Here is a list of things to document regarding each application:

  1. General info on the app: name, version, app owner, number of users, app function, etc.
  2. Application type: client/server, web, terminal emulator, java, etc.
  3. Does the client seek to SSO and/or Context enable this app?
  4. What is the driver for enablement? security reasons? audit trail?
  5. Ranking importance level for enablement. I.e., how badly does the client want to enable this app vs. other apps?
  6. What are the processes around this app? (Login Screen(s), Login Success Screen(s), Login Failure Screen(s) - Note Different Screens based on User Role (Physician, Nurse, Admin, Staff, etc.))
  7. Is the application CCOW enabled ?
  8. Application Credentials - Does this application have it's own credentials repository or share one with other applications? Application Credential Submission - Does this application use auto submit? (Some applications require users to select printers-ESSO can not auto submit.)
  9. Is Change Password functionality supported by the application ? (If Yes, does the application have a configurable expiration timer?
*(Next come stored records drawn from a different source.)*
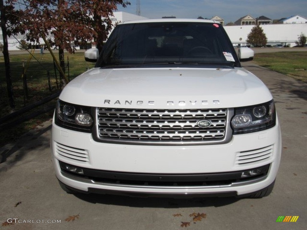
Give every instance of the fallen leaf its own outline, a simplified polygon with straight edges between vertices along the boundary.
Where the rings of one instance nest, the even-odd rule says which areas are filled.
[[[182,228],[183,228],[183,227],[186,228],[188,226],[190,226],[190,222],[181,222],[180,226]]]
[[[190,214],[190,216],[193,217],[193,221],[201,221],[202,219],[207,217],[207,214],[205,213],[195,213]]]
[[[20,205],[21,204],[21,201],[20,201],[19,202],[18,202],[17,203],[16,203],[16,204],[15,205],[15,208],[16,208],[16,207],[17,207],[18,205]]]
[[[14,224],[14,223],[9,223],[7,221],[6,221],[5,222],[3,222],[3,223],[2,223],[2,226],[8,226],[9,225],[13,225]]]
[[[76,220],[76,218],[77,219],[79,219],[79,217],[80,216],[79,216],[79,214],[78,214],[77,215],[74,215],[74,216],[70,216],[68,217],[65,219],[65,221],[67,221],[68,222],[69,222],[71,220],[72,221],[73,221],[75,220]]]

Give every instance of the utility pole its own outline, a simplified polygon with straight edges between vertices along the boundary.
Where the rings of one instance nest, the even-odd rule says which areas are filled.
[[[136,11],[135,14],[139,16],[141,16],[141,7],[140,6],[140,0],[137,0],[136,1]]]
[[[6,31],[6,15],[5,6],[3,0],[0,0],[0,11],[1,13],[1,28],[3,36],[3,56],[4,59],[5,66],[6,78],[6,87],[8,94],[10,106],[12,109],[14,109],[15,104],[13,96],[13,88],[12,86],[11,78],[11,69],[10,65],[10,56],[9,56],[8,44],[7,42],[7,33]]]

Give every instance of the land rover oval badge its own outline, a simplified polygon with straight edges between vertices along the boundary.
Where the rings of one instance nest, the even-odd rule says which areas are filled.
[[[197,123],[197,125],[201,128],[208,128],[211,125],[211,122],[207,120],[200,121]]]

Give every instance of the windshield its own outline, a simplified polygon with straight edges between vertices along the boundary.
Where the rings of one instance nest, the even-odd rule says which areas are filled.
[[[240,65],[220,24],[163,22],[118,25],[96,67],[163,64]]]

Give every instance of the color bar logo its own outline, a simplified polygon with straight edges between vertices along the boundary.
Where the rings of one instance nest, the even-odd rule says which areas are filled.
[[[296,222],[298,219],[298,216],[280,216],[276,220],[276,222]]]

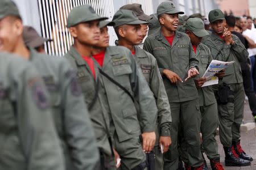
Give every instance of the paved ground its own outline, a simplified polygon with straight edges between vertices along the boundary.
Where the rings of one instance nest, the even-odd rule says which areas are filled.
[[[250,108],[248,105],[248,101],[246,100],[246,103],[245,105],[245,113],[244,113],[244,119],[243,122],[245,123],[247,122],[254,122],[253,116],[251,115],[251,112],[250,110]],[[221,155],[221,162],[222,165],[225,165],[224,159],[225,159],[225,153],[223,150],[221,144],[220,142],[219,136],[216,137],[216,139],[218,141],[219,148],[218,152]],[[241,131],[241,145],[242,147],[243,148],[246,154],[253,156],[254,160],[251,162],[251,165],[250,166],[247,167],[225,167],[225,169],[226,170],[236,170],[236,169],[243,169],[243,170],[256,170],[256,129],[250,130],[249,131]],[[206,158],[206,156],[205,156]],[[209,165],[209,162],[207,160],[208,163],[208,167],[210,167]],[[209,168],[211,169],[210,168]]]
What are the valid characters? Do you want to automate Change Password and Auto Generate Passwords?)
  10. What is the Business Process of the application Change Password Feature Change Password Screen(s), Change Password Success Screen(s), Change Password Failure Screen(s) - Note Different Screens based on User Role (Physcian, Nurse, Admin, Staff, etc.)

This should give you and your team a good handling on your existing application infrastructure vis-a-vis ESSO. In my next post, I'm planning on taking a step back and talk a little about the technologies.
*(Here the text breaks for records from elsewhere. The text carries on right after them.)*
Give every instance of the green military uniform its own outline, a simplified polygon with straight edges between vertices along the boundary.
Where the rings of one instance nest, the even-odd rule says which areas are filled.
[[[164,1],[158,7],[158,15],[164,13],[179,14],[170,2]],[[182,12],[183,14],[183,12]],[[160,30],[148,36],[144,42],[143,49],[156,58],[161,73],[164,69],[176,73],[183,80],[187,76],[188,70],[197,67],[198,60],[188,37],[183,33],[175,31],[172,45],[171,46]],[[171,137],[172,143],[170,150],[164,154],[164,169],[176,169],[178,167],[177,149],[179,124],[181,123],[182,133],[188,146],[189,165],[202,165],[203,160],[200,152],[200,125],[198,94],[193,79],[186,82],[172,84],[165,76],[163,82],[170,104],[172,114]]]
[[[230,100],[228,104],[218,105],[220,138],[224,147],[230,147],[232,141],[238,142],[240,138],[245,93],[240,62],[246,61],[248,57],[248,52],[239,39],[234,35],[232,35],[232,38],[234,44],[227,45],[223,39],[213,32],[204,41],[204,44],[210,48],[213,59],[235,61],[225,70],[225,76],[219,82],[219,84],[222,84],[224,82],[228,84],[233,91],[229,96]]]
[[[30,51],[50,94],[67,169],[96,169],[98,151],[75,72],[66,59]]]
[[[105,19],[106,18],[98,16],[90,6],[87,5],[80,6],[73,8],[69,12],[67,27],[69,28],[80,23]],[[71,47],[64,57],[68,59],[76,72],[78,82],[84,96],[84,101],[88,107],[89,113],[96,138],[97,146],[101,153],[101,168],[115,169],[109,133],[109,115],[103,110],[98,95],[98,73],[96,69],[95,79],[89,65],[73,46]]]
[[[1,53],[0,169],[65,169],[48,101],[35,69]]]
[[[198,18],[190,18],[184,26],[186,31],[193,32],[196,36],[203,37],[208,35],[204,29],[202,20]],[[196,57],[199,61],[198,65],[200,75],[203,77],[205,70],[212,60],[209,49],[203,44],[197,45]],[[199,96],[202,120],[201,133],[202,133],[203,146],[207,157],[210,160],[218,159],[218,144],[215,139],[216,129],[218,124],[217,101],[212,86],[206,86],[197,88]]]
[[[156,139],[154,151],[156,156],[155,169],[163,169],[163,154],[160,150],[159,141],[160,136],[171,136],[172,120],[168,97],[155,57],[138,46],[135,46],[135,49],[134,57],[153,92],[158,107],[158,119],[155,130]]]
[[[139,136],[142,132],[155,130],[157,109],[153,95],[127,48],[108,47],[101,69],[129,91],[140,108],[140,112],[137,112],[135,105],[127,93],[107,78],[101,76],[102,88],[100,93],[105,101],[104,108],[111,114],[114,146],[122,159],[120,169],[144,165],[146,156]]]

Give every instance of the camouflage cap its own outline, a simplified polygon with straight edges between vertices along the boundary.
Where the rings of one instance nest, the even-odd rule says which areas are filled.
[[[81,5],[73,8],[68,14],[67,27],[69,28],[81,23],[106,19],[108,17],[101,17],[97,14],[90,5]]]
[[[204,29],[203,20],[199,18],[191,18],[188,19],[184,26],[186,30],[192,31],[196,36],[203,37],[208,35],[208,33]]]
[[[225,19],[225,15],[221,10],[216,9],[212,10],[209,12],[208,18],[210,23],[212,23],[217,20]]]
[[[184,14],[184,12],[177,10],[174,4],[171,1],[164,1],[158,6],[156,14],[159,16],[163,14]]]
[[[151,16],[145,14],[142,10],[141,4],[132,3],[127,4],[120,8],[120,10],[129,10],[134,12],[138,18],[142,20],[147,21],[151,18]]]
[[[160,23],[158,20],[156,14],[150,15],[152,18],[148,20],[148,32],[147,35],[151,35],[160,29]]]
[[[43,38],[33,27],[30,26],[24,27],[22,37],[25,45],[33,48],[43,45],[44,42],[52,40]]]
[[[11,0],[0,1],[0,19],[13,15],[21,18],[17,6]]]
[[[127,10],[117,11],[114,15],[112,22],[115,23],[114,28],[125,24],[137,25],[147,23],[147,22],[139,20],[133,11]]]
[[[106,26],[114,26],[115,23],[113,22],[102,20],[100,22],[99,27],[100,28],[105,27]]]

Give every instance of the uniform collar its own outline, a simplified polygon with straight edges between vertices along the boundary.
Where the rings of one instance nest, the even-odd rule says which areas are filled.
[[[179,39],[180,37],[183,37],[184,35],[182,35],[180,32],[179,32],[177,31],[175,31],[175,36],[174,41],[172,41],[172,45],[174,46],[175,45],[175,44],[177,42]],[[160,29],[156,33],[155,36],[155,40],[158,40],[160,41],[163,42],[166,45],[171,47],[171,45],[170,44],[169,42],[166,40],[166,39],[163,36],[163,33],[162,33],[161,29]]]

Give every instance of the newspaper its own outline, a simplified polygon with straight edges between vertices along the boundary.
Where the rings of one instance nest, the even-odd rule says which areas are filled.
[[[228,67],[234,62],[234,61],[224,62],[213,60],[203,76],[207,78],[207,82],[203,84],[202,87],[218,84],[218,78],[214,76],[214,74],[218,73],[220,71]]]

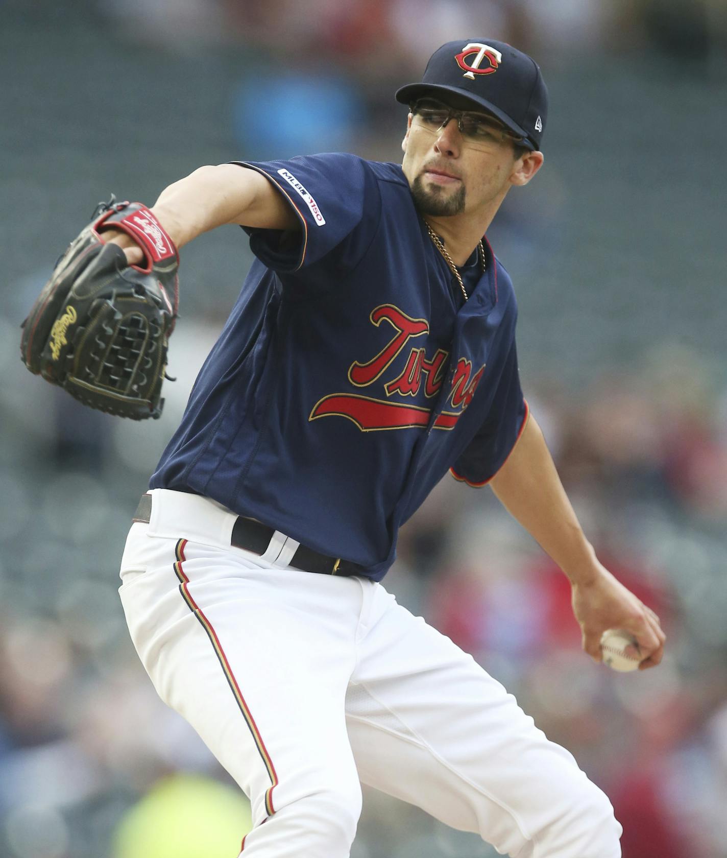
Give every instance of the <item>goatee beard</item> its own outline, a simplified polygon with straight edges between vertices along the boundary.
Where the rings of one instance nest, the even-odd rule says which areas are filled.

ESSO and Healthcare, in the Trenches (Part 1)

I've been involved in the early stages of a fairly large ESSO project as of late. Since it's been a while since I've been involved hands-on with a project, I've decided to write a short series regarding my experiences. The goal is to impart some practical lessons that a PM could use the next time they decide to undertake an Enterprise Single-Sign On project, with special emphasis on healthcare.

I love working with healthcare institutions. There's always hundreds of apps to support, disparate teams with fragmented goals, and pushy users with lots of power (clinicians). Sarcasm aside, its always interesting given the unique landscape.

Lesson 1: In-House Homework first, Hold Back the Vendors

The client had been embarking on this project for nearly two years. Out of the gate, they called every vendor under the sun to see which products fit their needs. The problem was that they didn't clearly identify their needs up front. The good news is that the client was smart enough to recognize their mistake. They put the vendor calls on hold (indefinitely), and decided to do some in-house homework. The client identified that improving the clinician's experience was their primary driver, which helped a ton with the steps to come (as I'll demonstrate in future posts). They followed this up with the following very intelligent steps:

* They garnered some serious executive sponsorship
* They completed a thorough application inventory

In my next post, I'll dive a little deeper into the two points above. Anyhow, this experience rang loud, especially in light of the recent storm of articles on KPMG's Identity & Access Management Survey findings (here, here and here):

"More than two thirds (68 per cent) of executives surveyed for KPMG’s 2008 European Identity & Access Management (IAM) Survey believe the effectiveness of projects is hampered because they put too much focus on technology and fail to address the organisational and procedural changes that are required. As a result, only a handful, (11 per cent) are fully satisfied with the outcome of their IAM projects."

Ouch...SIs better do something and quick. (I'm sure that KPMG has nothing to gain from that!)